How the WoodCentral Archive section works

Overview

The system is a static inverted-index search engine for your legacy PHP articles. It reads .php files from the articles directory, extracts content, builds three JSON caches, and enables fast keyword or search-term lookups without querying a database.

The three JSON outputs are:

archive_meta.json – Metadata per file (title, snippet, keywords).
archive_keywords.json – Frequency count of all meta keywords across files.
archive_index.json – Inverted index mapping words → files containing them.

Workflow

1. File Discovery

Uses glob($articlesDir.'/*.php') to locate all PHP article files.
Iterates over each file and reads the contents via file_get_contents().
Files that fail to read are skipped with a warning.

2. Metadata Extraction

Title: Extracted using regex: /<title>(.*?)<\/title>/si.
Meta keywords: Extracted using regex:

/<meta\s+name=["']keywords["']\s+content=["'](.*?)["']\s*\/?>/si

Keywords are normalized: lowercased, trimmed, and stored in both:
- $fileKeywords for the current file.
- $keywords global array for counting occurrences.

3. Content Extraction for Search

Primary content comes from <main id="wc-main">:

/<main[^>]*id=["']wc-main["'][^>]*>(.*?)<\/main>/si

If <main> is missing, the entire file content is used as a fallback.
Content is stripped of HTML tags using strip_tags(), whitespace is normalized with preg_replace('/\s+/',' ', ...).
A display snippet is created using mb_substr($snippetText, 0, 300) — used in search result previews.

4. Inverted Index Generation

Full text for indexing: $text = strtolower($title . ' ' . $snippetText);
Clean-up for search indexing:

$text = preg_replace('/[^\p{L}\p{N}\s\-]+/u',' ', (string)$text);

Removes punctuation except internal dashes/numbers (e.g., 1-qt).
Converts all letters to lowercase for case-insensitive search.
Split text into words using preg_split('/\s+/u', (string)$text, -1, PREG_SPLIT_NO_EMPTY).
Words are filtered:
- Minimum length: 2 characters.
- Stop words excluded (common words like the, and, for).
For each valid word, add the filename to the inverted index $index[word][].
After all files, duplicates in $index[word] are removed using array_unique().

5. JSON Cache Files

archive_meta.json – keyed by filename:

{
  "russ04.php": {
    "file": "russ04.php",
    "title": "A RECIPE FOR CREATING SPALTED WOOD",
    "snippet": "Since the question of spalting comes up time and again, I will share a description of ...",
    "keywords": ["russ fairfield"]
  }
}

archive_keywords.json – frequency map:

{
  "russ fairfield": 1,
  "woodturning": 12,
  ...
}

archive_index.json – inverted index:

{
  "oak": ["russ04.php", "other_article.php"],
  "leaves": ["russ04.php", "article_521.php"],
  "spalted": ["russ04.php", "spalt_article.php"],
  ...
}

Enables fast lookup of files containing any given word.

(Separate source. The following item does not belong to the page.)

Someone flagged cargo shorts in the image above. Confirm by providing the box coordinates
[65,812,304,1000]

6. Search Process (Client-Side Reference)

User input (search parameter) is normalized similarly: lowercase, punctuation removed, split into words.
The inverted index is consulted for each word.
Intersection of arrays ensures that multiple-word searches only return files containing all words.
Keyword filters (keywords[]) are applied post-search using array_intersect() with the article’s meta keywords.
Final results are sorted alphabetically by title.

7. Technical Notes

PHP 8.3 Compatibility: (string)$text ensures preg_split() never receives null.
Unicode Support: Regex uses \p{L} and \p{N} with the u modifier for proper Unicode word handling.
Performance: All JSON caches are prebuilt; runtime search is array-based → avoids database queries.
Extensibility:
- Additional stop words can be added to $stop.
- Snippet length adjustable via mb_substr().
- Indexing rules can be modified (e.g., include numbers, punctuation, or phrases).
- Files without <main> are safely indexed using fallback content.

8. Recommendations for Modifications

Exact Phrase Matching: Currently the search is word-based. Post-filtering $results with stripos($content, $searchPhrase) will allow phrase-only matches.
Multi-Language Support: Extend stop words and character classes for non-English letters.
Incremental Indexing: Currently, the script rebuilds everything. Could optimize to only re-index changed files.
Search Scoring / Ranking: Add frequency-based scoring using $keywords or $index[word] counts.

This documentation should allow another programmer to understand, maintain, and extend the indexing/search system, including handling new articles, keywords, or advanced search features.